Typhoo Tea has been rescued by vape maker Supreme which will buy the company for £10m.
The 120-year-old teamaker fell in to administration in November as its sales slumped and debts rose.
The new owner said the deal would keep Typhoo “in British hands” but that it would seek to reduce overheads.
Manchester-based Supreme makes the e-cigarette brand 88Vape and distributes nicotine and home products to supermarkets.
Typhoo currently has less than 30 staff in the UK, based mainly in sales and marketing, after much of its operations – both in the UK and abroad – have been outsourced over the years.

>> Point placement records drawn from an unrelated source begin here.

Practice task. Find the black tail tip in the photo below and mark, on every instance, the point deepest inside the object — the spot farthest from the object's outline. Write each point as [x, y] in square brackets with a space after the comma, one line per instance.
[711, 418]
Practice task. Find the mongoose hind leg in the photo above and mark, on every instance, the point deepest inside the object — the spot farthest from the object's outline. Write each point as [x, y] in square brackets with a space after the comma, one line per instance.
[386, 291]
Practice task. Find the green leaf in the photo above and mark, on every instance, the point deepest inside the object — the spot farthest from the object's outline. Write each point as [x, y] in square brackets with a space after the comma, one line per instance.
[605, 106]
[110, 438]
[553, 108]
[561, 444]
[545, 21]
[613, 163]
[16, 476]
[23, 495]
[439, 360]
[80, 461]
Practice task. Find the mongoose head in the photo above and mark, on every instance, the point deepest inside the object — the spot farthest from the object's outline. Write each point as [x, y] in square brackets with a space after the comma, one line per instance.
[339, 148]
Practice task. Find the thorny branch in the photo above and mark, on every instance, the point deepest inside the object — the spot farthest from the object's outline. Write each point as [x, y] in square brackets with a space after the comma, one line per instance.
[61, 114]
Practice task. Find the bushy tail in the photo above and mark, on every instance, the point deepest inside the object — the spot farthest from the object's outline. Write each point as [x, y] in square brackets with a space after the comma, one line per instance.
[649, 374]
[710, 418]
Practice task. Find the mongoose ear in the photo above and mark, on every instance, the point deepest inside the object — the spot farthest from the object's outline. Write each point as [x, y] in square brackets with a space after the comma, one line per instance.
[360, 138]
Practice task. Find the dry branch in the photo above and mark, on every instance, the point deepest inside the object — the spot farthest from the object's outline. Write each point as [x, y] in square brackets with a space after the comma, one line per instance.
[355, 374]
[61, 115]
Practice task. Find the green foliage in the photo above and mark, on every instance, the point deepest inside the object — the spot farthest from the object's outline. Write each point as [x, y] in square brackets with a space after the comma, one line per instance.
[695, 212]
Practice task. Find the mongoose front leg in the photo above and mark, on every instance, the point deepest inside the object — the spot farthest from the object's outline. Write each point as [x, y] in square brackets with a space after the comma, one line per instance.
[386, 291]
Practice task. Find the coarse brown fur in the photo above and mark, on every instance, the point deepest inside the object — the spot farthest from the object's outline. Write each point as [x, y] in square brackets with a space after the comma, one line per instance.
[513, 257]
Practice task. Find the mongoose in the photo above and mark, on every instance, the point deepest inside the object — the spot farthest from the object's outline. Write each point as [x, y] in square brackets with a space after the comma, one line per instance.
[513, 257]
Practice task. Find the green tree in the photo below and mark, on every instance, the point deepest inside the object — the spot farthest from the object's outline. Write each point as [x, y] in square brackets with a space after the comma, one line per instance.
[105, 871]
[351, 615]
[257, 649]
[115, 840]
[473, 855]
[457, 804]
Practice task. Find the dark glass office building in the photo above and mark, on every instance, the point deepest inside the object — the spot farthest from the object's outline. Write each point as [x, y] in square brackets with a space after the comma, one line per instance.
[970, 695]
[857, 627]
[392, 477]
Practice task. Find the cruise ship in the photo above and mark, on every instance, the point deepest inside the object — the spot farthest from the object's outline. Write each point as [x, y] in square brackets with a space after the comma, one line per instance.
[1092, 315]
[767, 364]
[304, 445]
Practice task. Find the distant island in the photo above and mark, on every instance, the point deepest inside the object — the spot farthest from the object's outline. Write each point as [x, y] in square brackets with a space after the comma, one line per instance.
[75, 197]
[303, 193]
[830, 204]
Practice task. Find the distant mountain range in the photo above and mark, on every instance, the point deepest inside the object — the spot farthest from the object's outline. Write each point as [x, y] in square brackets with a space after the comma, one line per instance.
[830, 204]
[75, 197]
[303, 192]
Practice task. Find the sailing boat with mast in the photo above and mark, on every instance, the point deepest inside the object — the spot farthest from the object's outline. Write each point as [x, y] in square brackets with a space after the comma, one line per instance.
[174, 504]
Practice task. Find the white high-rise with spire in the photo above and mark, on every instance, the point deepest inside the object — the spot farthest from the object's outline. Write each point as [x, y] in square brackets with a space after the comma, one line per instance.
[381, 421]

“Typhoo is such an iconic brand,” said Supreme chief executive Sandy Chadha. The company said the decision to buy it was a mix of “sound business rationale and personal affinity”.
It added that the deal was part of Supreme’s strategy to branch out into other areas. Currently the company works with soft drinks, gym supplements and multivitamin gummy brands, as well as non-food items such as batteries and home lighting. It also manufactures sports nutrition and wellness and soft drinks, and also has its own sales websites to sell direct to customers.
Supreme distributes to stores including B&M, Home Bargains, Sainsbury’s, Tesco, The Range and Poundland, as well as HM Prison and Probation Service.
It said it would “enhance” Typhoo Tea’s current “asset-light, outsourced model”, and that it can increase gross profit, but “with a much-reduced overhead base”.
Susannah Streeter, analyst at Hargreaves Lansdown, said Supreme had bagged a bargain by buying the firm out of administration, and that now “it’s highly likely that Supreme will want to steam ahead and find efficiencies to cut costs and try and coax the company back to profit.”
“It has loyal custom it can build on, but also will spy new opportunities given tea’s wellness image to tie into the ambitions of its supplements and multivitamin arm,” she added.
Typhoo fell into administration after its pre-tax losses rose from £9.6m to £38m. Its sales fell from £33.7m to £25.3m, according to its latest results which covered the year to the end of September 2023.
Its debts became more than the value of its assets, and costs related to a break-in at its Wirral plant added to its woes.
But Supreme said buying the company was a “significant step” and that Typhoo would “thrive” because of the brand loyalty customers had to the tea brand.
Although priced at the cheaper end of the tea market, and despite a rebrand attempt, Typhoo had been suffering from what analysts say is a wider downturn in sales of black tea.
A cuppa remains a daily staple for many in Britain, but competition from the likes of coffee, soft drinks and herbal tea have eaten in to sales.
However, despite many people cutting back on living costs as prices rise, Typhoo remained one of the biggest names in tea along with PG Tips, Tetley and Yorkshire Tea.
Supermarkets introducing their own-label brands has also led to the decline of the big names.